Perhaps we got so used to Cuonzo's habitual early season struggles and late season runs we forgot what a more normal rhythm might look and feel like. As longtime friend of the blog Volundore pointed out in our Florida postgame Saturday, these Vols have the natural flow of a team with below average talent just getting worn down over the course of the year, where close wins become close losses become blowouts.
What can the Vols do differently? I'd add my voice to those who maybe wondered why Tyndall didn't take a timeout to stop the bleeding against Vanderbilt. Then there's the "just play man" camp, and hey, it's fair to ask. Vanderbilt and Florida - who, remember, are sub-.500 SEC teams - didn't just beat Tennessee's zone, they obliterated it. 13 of Florida's first 15 made baskets were threes or dunks. Nine of Vanderbilt's final 13 made baskets - which is really just to say, all of Vanderbilt's final 13 shots - were threes or dunks. It wasn't going to get much worse.
But I don't think Donnie Tyndall is too stubborn to try something he thinks would help. I think he simply thinks there's not much else to do at this point in the season. "Why doesn't Tyndall change defenses," is the wrong question right now. And though I am usually one to overrate chemistry, effort, etc., I can even understand the loss of a little fight from this team. This is the first time Richardson, Armani Moore, and Derek Reese have come to the final week of the season with really nothing to play for until the SEC Tournament. None of the other guys on this roster know what it's like to chase the bubble either. I don't like it. But I do get it.
Beyond that, Tyndall, like Butch Jones, knows the number one thing the Vols can do differently is get better players. And Tennessee's ability to get better players is significantly hampered by Donnie Tyndall's NCAA situation right now.

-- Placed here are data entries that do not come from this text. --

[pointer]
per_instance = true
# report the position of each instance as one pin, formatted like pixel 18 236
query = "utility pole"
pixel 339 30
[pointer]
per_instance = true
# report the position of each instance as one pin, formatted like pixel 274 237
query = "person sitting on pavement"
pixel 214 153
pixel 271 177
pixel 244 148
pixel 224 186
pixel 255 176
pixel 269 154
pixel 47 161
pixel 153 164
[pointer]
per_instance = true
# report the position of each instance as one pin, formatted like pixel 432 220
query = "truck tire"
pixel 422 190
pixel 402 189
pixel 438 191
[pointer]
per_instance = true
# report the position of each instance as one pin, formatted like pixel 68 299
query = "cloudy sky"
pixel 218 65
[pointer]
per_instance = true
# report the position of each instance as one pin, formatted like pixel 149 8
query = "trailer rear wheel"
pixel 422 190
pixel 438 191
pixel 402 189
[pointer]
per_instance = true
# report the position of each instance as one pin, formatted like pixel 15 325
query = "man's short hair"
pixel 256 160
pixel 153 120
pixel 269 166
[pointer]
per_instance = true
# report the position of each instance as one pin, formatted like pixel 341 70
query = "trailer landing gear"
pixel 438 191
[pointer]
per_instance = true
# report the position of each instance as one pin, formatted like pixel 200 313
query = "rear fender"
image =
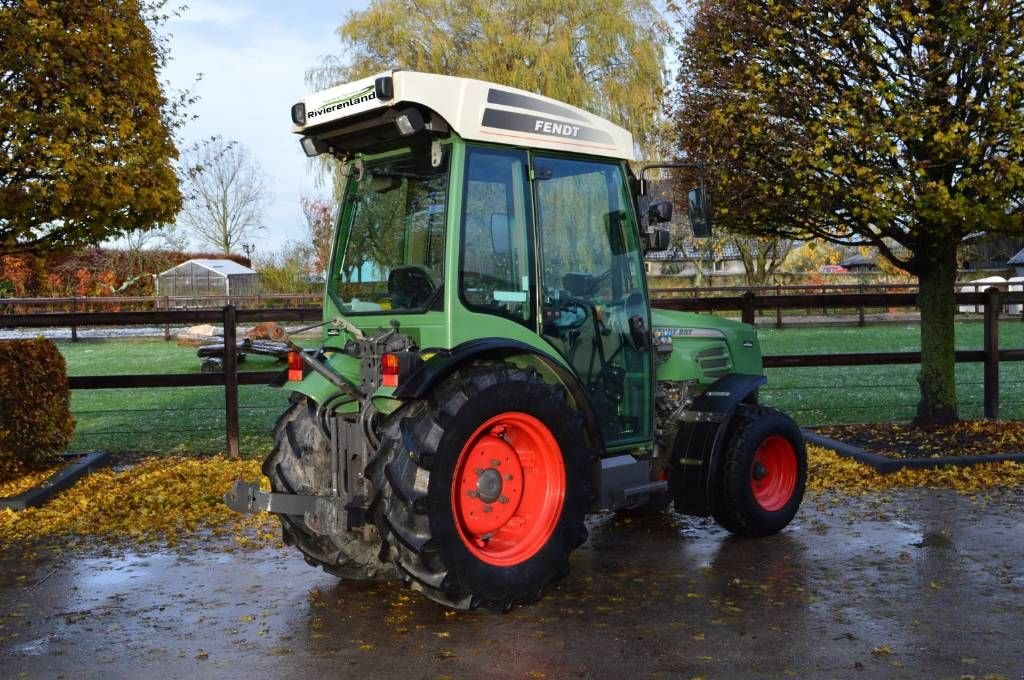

Most of the things that are true about Tennessee's basketball future were still true four days and 54 minutes of basketball ago. The Vols lack the talent and experience to win at a high level right now. Much of this problem can only be solved in recruiting. Tyndall can't effectively recruit right now.
This has been our reality all year, forgotten for a few happy weeks as we overachieved, and now perhaps remembered a little too much. But whether the Vols finished 17-13 or 13-17, this was the short-term situation over at least this year and next. I think Donnie Tyndall can win in the long-term, but I'm not sure exactly how long that's going to be.
I think there is a cultural aspect to this as well, more questions to be asked about how Tennessee Basketball got to this moment. We'll have more on that later this week. But as far as how and why the Vols have gone from 12-5 to 14-14? I think the answers are both more simple and will take longer to resolve than we'd like.
Tennessee has two chances left to change this narrative in the regular season, and then their season will come to a head in Nashville. Can Donnie Tyndall get anything more from this team? Can Josh Richardson give any more to this team? And at this point, is it fair for us to expect anything different?